東ヌサ・トゥンガラ州コモド島及びリンチャ島に生息するコモドドラゴンは、「世界最強の爬虫類」として日本人の間でも知られるようになりました。

これはコメディアンが出演した番組の影響もあるかと思いますが、いずれにせよバリ島一辺倒だったインドネシアのイメージが変わりつつあるのは事実。

コモド国立公園は厳格な管理下に置かれているとはいえ、一般旅行者がここを訪れることはもちろん可能です。また、インドネシア政府は現在コモド島周辺地域の観光業発展に力を入れているという背景もあります。

・爬虫類研究を発展させたコモドドラゴン
コモド島に入島する際、まずは通路を沿って管理事務所に行かなければなりません。

コモドドラゴンは、非常に危険な生物。
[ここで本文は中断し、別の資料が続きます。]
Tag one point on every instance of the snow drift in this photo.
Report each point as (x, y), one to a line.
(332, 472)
レンジャーの同伴なしに生息地帯へ行くことは禁止されています。万が一コモドドラゴンに噛まれたら、血液の凝固を阻止する毒が傷口に浸透して、最悪命を落としてしまいます。

ですが、レンジャーの指示に従っていれば安全なトレッキングを楽しむことができます。普段のコモドドラゴンはあまり移動をせず、まるでその巨体を持て余すかのようにじっとしています。

コモドドラゴンは、20世紀に入るまでは現地部族の間にしか知られていない動物でした。ですからヨーロッパ人の視点から見た「コモドドラゴンの発見」は、今から100年ほど前の話です。当時は恐竜についての研究が急速に進歩していて、コモドドラゴンは「恐竜の生き残りではないか」という説も唱えられました。
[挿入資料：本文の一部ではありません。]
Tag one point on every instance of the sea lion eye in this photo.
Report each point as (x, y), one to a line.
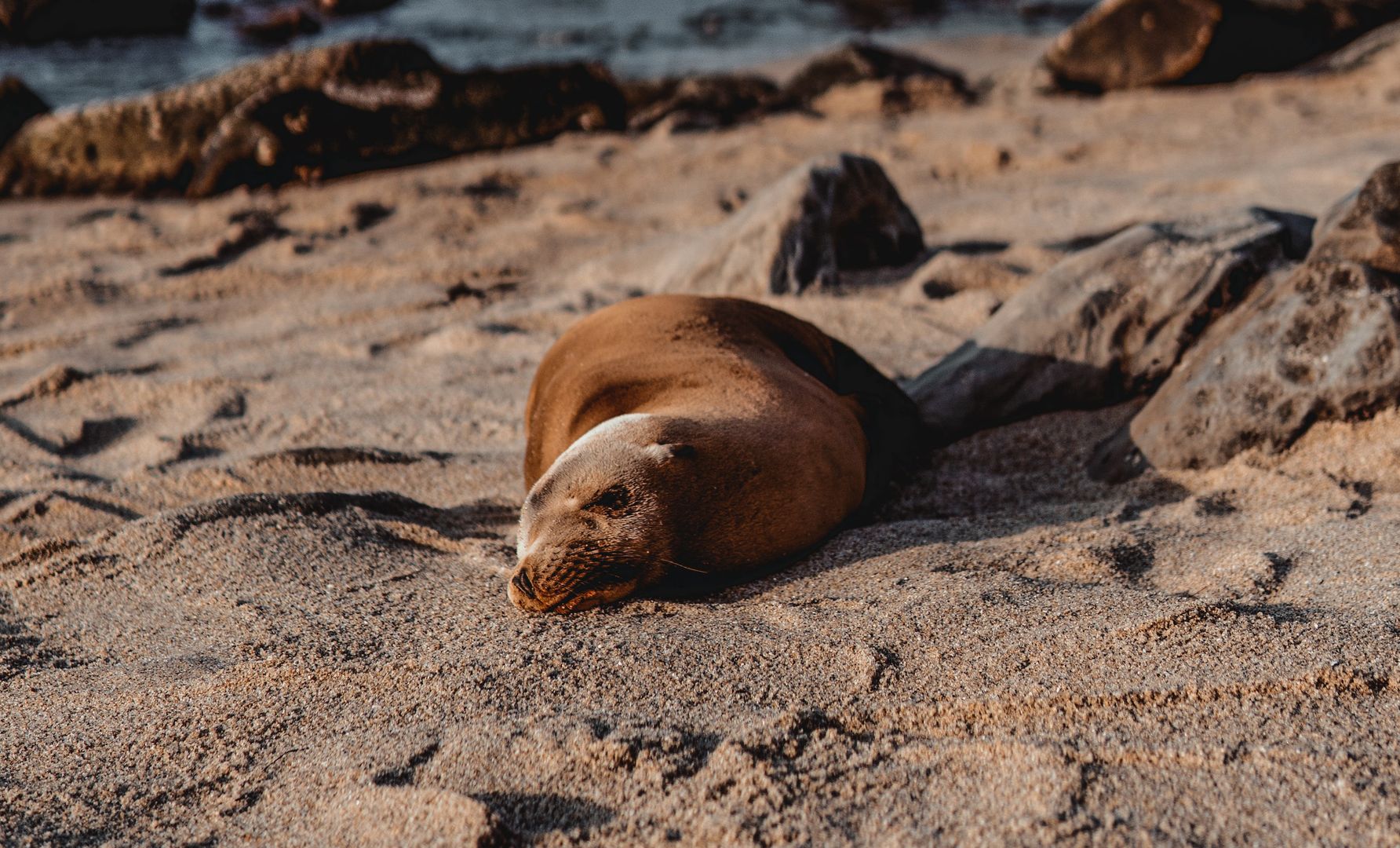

いずれにせよ、この生物が爬虫類学術史に大きな足跡を残したことは事実です。

・「コモドブーム」の影響
21世紀の現在、コモド国立公園はインドネシアの経済発展を左右する重要拠点になりました。

東ヌサ・トゥンガラ州は、インドネシアの中において「取り残された地域」と言われています。そもそもが山がちの地形で、目立った天然資源もありません。ですから、中央政府は東ヌサ・トゥンガラ州に属するコモド国立公園を軸とした観光整備を行おうとしています。
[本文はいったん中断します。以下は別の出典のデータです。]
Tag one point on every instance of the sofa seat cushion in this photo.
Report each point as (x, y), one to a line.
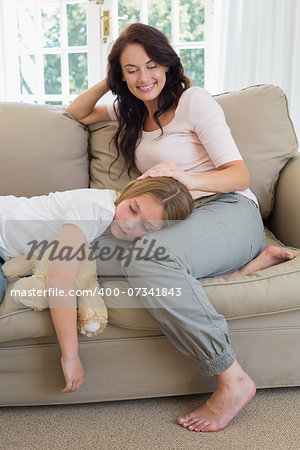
(42, 150)
(266, 292)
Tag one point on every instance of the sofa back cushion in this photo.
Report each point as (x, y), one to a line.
(262, 129)
(260, 124)
(103, 154)
(42, 150)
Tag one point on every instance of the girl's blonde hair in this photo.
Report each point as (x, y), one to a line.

現にコモド島の世界的認知によって、入島登録事務所のあるフローレス島ラブアンバジョーは発展を遂げています。世界自然遺産に登録された国立公園ですから、コモド島やリンチャ島の中に空港を作ることはできないのです。コモドドラゴンが目的の旅行者は、必ずラブアンバジョーを経由することになります。

少し前までは小さな港町に過ぎなかったラブアンバジョーが、このような形で経済的成長を遂げています。

・ゴミの処理が問題に
ですが、問題もあります。ここから先の話は、それを目の当たりにした以上何が何でもお伝えしなければなりません。

コモド島の海岸には、日々大量のゴミが打ち上げられています。これは地元の漁師が海中投棄したもので、ペットボトルやサンダル、壊れたプラスチック容器、毛布なども見受けられます。

インドネシアのゴミ問題は、全国的な社会問題として提起されています。ジャカルタでも市内を流れる川におびただしい量のゴミが浮かび、その処理のために軍が投入されたということもありました。

人々が何気なくポイ捨てしたゴミが、巨魁となってコモド島の海岸に流れ着く光景。嫌悪すら覚えてしまいますが、だからといって目を背けては問題解決とはなりません。

ですが今、都市部の市民を中心に海岸のゴミを回収するボランティア活動が盛んになりつつあります。自国と経済先進国との衛生環境の違いを痛感した市民が、「このままではいけない」という決意で立ち上がったのです。

ジャカルタやバリ南部でも、清掃ボランティア団体が次々と立ち上がっています。市民一人ひとりの抱く危機感が大きな力となり、いずれは地方島嶼部へそれが波及することでしょう。

我々人類と希少生物との共生は、1本のペットボトルを拾うことから始まります。